A short circuit can be the reason why an electronic device is not functioning properly. It occurs when electrons take an unintended path. Connecting the negative and positive terminals of a battery will cause a short circuit. Here's a deeper look at what short circuits are:
Reasons for Short Circuits The primary cause of a short circuit is when two components of a device are improperly connected. A resistor, for example, can become imbalanced if one side should be connected to a positive rather than a negative energy source.
Many times, bad connections result from careless soldering work, in which a piece of solder drips on the circuit board. Another common reason for a short circuit is when a piece of metal falls onto the circuit board, such as after cutting the legs of a resistor. It can be difficult to remove the metal, which can cause multiple shorts, if it falls underneath the board. Short circuits can also be caused by damaged components, such as pins on a transistor.

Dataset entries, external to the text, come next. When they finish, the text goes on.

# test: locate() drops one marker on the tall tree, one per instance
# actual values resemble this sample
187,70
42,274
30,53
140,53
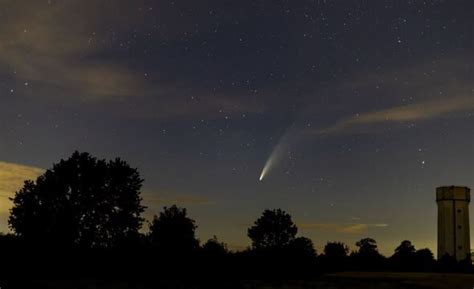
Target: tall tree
80,202
274,229
173,231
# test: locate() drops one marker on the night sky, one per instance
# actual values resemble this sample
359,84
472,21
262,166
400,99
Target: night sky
361,108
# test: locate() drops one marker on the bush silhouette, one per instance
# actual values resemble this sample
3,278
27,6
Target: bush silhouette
274,229
80,202
367,257
335,256
173,231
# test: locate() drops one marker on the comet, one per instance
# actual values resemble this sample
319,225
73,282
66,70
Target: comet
278,152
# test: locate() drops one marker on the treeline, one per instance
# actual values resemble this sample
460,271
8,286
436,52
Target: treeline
83,218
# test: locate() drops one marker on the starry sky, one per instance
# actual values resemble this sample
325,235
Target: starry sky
360,109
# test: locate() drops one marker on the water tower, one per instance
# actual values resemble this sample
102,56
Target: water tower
453,221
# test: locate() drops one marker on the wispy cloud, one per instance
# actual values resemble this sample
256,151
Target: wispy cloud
69,53
12,177
426,110
349,228
153,200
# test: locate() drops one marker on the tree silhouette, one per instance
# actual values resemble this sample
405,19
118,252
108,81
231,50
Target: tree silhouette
367,247
367,256
404,257
173,231
80,202
335,256
424,259
215,248
274,229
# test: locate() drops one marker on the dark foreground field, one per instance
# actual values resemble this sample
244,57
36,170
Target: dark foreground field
347,280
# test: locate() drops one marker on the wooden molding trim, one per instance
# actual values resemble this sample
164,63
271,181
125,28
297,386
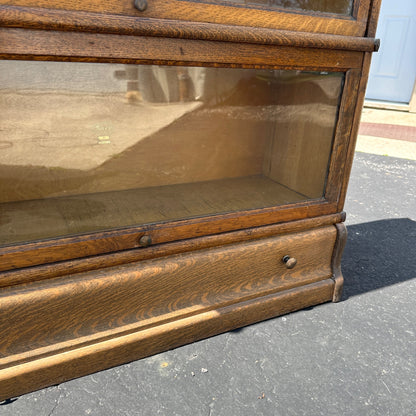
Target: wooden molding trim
56,368
47,271
39,18
66,248
338,278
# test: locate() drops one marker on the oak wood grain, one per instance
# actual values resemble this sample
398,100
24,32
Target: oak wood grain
48,271
219,14
53,369
92,47
37,18
337,276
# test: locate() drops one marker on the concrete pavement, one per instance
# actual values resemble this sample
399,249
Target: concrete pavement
353,358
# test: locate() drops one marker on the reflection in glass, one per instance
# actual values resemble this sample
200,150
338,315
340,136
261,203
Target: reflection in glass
91,147
343,7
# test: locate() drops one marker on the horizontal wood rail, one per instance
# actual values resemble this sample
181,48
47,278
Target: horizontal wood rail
40,18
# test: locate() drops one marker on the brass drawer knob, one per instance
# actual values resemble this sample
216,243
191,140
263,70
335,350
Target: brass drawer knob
140,5
290,262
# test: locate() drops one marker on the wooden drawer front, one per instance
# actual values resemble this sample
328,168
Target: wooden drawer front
209,12
64,312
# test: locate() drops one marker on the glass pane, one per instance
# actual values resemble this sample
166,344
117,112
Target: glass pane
91,147
343,7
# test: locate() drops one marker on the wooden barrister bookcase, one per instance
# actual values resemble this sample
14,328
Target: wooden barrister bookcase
170,170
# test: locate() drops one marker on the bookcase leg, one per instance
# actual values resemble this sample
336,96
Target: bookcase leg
336,261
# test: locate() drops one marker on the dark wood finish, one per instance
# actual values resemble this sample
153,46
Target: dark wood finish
34,18
336,261
217,14
142,295
49,251
91,47
66,316
54,369
32,274
88,302
342,136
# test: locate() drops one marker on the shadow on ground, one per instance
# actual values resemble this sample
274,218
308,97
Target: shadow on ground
379,254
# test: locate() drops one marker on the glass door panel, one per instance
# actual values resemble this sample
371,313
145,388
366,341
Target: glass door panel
92,147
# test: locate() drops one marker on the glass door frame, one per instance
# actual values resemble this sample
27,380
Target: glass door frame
70,46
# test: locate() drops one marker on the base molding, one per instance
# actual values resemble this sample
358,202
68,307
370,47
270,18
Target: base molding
58,368
70,326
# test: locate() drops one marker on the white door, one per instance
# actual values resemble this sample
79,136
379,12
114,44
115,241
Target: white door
393,68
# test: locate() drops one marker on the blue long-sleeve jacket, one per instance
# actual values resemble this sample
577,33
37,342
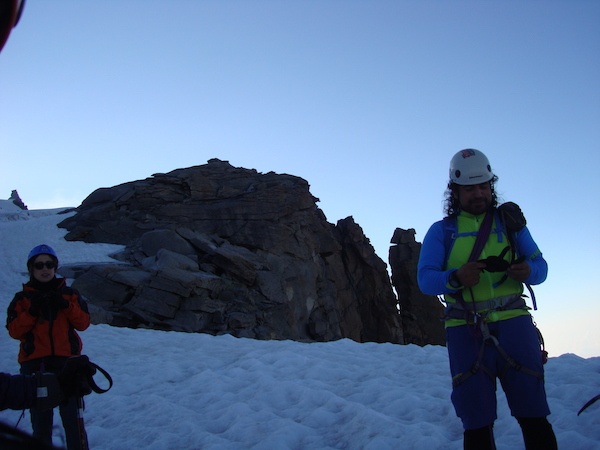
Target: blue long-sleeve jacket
434,269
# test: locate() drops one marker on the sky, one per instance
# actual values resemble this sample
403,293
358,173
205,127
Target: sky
367,101
177,390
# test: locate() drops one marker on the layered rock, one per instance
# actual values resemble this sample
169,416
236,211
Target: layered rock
421,315
219,249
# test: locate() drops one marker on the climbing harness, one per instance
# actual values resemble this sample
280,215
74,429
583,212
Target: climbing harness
476,314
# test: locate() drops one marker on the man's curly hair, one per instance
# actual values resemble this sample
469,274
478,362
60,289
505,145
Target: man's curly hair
451,205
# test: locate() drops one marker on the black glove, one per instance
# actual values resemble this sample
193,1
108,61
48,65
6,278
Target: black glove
513,217
74,376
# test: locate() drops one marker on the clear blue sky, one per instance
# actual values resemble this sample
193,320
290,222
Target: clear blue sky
366,100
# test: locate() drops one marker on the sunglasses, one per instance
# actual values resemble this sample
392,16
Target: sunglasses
40,265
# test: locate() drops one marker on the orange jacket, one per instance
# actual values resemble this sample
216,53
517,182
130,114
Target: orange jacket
46,329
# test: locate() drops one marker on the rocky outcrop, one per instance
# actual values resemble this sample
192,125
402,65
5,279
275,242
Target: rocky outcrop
421,315
220,249
14,197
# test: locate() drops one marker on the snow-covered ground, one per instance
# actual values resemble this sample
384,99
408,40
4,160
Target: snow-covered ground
196,391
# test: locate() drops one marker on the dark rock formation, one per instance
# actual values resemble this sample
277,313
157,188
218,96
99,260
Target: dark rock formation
421,315
219,249
14,196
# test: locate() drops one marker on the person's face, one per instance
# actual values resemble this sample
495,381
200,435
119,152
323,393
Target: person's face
43,268
475,199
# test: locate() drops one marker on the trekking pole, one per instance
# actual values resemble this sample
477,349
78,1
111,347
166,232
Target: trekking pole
80,425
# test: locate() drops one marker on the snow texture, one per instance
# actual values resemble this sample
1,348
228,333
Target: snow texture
196,391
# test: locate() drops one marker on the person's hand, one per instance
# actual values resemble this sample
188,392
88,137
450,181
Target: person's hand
468,274
519,271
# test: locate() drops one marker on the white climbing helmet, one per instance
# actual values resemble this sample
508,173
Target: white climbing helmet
470,166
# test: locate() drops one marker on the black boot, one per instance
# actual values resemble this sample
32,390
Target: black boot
479,439
537,433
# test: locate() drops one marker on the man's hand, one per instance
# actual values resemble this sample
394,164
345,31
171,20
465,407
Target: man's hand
468,274
519,272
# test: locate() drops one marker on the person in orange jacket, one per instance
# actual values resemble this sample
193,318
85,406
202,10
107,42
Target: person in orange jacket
45,317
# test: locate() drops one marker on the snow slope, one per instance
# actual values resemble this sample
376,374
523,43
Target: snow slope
196,391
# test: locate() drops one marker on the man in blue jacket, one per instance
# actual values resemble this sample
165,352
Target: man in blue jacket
489,332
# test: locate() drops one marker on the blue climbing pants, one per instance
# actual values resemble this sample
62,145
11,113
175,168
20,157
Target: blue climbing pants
475,399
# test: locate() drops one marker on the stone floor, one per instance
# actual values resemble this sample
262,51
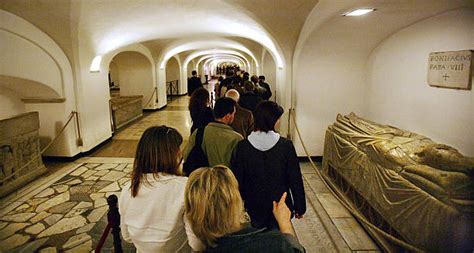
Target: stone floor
66,210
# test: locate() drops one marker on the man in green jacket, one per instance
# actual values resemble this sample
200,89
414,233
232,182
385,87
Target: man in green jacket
219,139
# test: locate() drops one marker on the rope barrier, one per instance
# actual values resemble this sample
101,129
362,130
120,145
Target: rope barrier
343,201
71,115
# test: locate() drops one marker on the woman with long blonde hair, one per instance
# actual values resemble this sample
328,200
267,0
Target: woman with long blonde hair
215,211
152,205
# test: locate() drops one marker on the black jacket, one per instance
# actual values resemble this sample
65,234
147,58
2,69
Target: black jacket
193,84
264,176
249,101
203,118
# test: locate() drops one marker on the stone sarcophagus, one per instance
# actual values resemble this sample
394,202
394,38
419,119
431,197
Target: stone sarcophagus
414,188
125,109
20,157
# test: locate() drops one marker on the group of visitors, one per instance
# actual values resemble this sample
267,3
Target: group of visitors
253,89
251,172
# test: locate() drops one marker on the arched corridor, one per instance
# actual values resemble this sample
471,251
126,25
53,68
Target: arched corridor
80,81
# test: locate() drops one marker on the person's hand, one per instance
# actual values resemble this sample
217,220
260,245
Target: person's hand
283,215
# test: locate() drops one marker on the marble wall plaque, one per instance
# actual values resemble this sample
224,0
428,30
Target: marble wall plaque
452,69
20,156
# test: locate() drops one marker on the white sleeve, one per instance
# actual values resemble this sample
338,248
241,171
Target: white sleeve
193,241
122,207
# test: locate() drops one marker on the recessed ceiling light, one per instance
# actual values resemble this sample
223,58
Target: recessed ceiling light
358,12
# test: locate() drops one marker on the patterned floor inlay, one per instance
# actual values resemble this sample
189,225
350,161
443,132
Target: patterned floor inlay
69,215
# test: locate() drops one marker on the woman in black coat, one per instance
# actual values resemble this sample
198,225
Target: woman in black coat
201,112
266,166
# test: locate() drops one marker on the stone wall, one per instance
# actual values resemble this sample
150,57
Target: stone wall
20,157
125,109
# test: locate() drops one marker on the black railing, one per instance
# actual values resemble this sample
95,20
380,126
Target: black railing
113,223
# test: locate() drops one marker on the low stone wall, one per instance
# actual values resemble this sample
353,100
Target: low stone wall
125,109
20,156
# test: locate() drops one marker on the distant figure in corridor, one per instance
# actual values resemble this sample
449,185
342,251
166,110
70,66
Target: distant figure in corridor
243,119
152,205
219,139
268,94
199,108
193,83
215,210
249,100
266,166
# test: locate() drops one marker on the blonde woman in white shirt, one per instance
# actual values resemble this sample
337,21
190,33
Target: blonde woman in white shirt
152,205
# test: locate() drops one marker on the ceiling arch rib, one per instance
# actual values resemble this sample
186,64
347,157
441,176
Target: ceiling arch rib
120,29
243,65
208,62
210,53
183,45
216,62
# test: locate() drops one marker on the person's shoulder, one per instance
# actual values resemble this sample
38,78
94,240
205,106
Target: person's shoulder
244,111
285,141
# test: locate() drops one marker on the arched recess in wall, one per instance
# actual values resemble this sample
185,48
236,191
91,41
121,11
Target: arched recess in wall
134,75
173,74
269,71
142,72
35,70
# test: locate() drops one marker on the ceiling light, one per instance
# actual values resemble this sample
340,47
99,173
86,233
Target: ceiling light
358,12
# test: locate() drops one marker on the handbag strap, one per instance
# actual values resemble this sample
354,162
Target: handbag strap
199,137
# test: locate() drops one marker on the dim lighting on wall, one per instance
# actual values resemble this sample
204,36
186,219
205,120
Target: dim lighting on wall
95,66
358,12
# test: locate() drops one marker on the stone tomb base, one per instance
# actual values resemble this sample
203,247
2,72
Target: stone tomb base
20,157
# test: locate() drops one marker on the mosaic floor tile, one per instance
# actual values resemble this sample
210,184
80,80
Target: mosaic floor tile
64,225
13,241
46,193
20,217
50,220
77,240
96,214
61,198
35,229
79,171
63,208
39,217
11,229
31,247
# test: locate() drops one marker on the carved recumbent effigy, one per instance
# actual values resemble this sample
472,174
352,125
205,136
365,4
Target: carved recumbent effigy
20,157
424,191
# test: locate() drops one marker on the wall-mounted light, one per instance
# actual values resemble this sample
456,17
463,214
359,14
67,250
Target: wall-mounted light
358,12
95,66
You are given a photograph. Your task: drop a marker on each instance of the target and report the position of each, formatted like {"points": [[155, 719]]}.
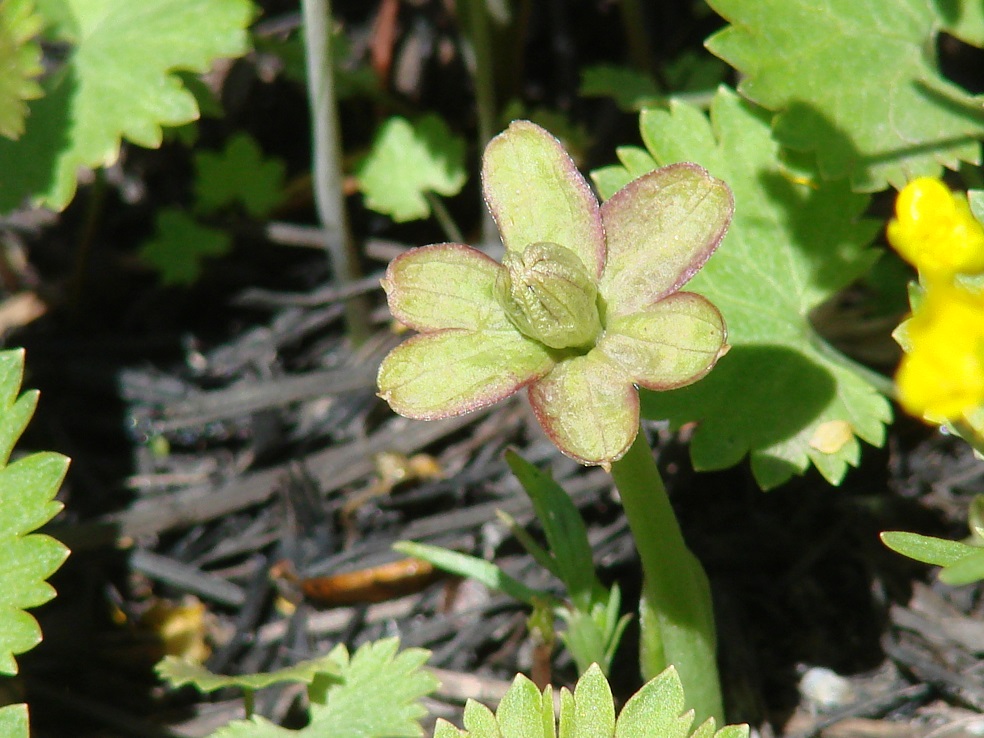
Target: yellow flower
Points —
{"points": [[935, 231], [942, 375]]}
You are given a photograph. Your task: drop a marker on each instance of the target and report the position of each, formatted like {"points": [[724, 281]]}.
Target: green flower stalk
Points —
{"points": [[586, 308]]}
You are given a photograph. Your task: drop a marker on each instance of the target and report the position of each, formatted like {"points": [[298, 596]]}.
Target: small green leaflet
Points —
{"points": [[780, 395], [20, 62], [852, 82], [374, 694], [658, 710], [181, 245], [117, 83], [409, 160], [238, 174]]}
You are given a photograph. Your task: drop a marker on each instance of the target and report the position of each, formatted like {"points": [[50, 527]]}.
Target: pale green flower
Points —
{"points": [[586, 308]]}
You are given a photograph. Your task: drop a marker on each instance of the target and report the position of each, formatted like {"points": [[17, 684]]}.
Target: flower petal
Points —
{"points": [[661, 228], [536, 194], [671, 344], [437, 375], [447, 285], [588, 407]]}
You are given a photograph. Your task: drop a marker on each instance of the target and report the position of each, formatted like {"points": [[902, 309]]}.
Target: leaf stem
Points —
{"points": [[676, 615], [327, 167]]}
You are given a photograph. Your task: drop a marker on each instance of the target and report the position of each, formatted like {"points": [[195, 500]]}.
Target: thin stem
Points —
{"points": [[479, 55], [327, 168], [676, 616]]}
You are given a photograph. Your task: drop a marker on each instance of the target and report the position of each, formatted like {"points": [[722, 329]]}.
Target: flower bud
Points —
{"points": [[549, 296]]}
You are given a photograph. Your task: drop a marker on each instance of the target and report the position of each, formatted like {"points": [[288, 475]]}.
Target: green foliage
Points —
{"points": [[655, 711], [409, 160], [962, 562], [118, 83], [852, 83], [238, 174], [20, 63], [593, 617], [781, 395], [27, 501], [180, 246], [177, 672], [374, 694]]}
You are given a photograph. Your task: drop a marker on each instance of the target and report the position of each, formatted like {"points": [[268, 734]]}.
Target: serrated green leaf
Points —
{"points": [[177, 672], [117, 83], [778, 395], [379, 696], [239, 174], [181, 245], [655, 711], [27, 491], [851, 80], [408, 160], [20, 63]]}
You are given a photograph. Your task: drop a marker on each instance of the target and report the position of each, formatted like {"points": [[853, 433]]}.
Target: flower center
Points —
{"points": [[549, 296]]}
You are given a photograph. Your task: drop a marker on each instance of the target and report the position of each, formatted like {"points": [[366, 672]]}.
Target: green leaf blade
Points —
{"points": [[852, 82], [118, 84], [409, 160], [777, 391]]}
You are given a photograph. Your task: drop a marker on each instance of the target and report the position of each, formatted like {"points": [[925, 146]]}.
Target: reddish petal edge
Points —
{"points": [[539, 403], [389, 282], [577, 180], [701, 256], [486, 401]]}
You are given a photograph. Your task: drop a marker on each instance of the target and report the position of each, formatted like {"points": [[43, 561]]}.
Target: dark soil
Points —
{"points": [[225, 435]]}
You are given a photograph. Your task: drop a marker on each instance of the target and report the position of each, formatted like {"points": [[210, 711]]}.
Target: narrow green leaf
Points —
{"points": [[177, 672], [929, 550], [564, 529], [471, 567]]}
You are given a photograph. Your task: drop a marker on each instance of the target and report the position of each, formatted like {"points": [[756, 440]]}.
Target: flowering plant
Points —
{"points": [[585, 306]]}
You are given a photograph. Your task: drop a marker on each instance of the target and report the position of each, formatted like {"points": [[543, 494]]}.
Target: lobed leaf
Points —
{"points": [[27, 501], [655, 711], [118, 83], [239, 174], [790, 247], [852, 82], [181, 245], [408, 160], [20, 60]]}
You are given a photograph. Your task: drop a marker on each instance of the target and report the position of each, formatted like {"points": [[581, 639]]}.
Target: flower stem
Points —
{"points": [[676, 615]]}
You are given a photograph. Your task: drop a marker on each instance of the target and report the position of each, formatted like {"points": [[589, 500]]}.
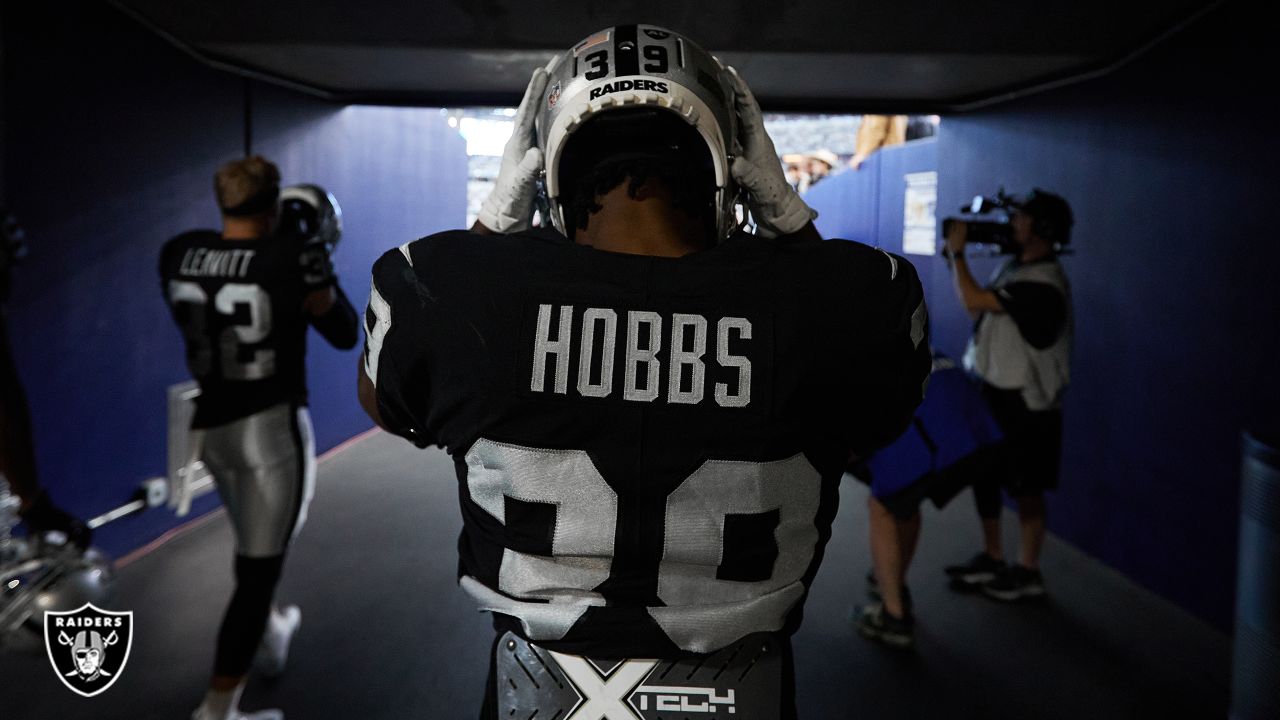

The most dangerous type of short is when bare wire is exposed to other bare wire due to worn insulation. This type of connection can cause electric shock and even a spark that could start a fire. When electrons take a shorter path, it reduces resistance, which increases heat. The more wire or metal heats, the greater the potential for burns and fires. Short circuits may also result from loose connections that allow neutral live wires to cross. Sometimes wire can be exposed due to rodents chewing on cords.
How to Detect a Short Circuit The obvious signs of a short are when you see sparks, flames or smoke after flipping a switch. Since a short causes a circuit breaker to trip, the remedy is to flip the breaker in the opposite direction.
An effective way to identify a short circuit is to use a multimeter with a continuity checker. This device beeps when it detects a connection between its two measurement probes. Using the probes, you merely touch the places you want to test for connections and listen for beeps.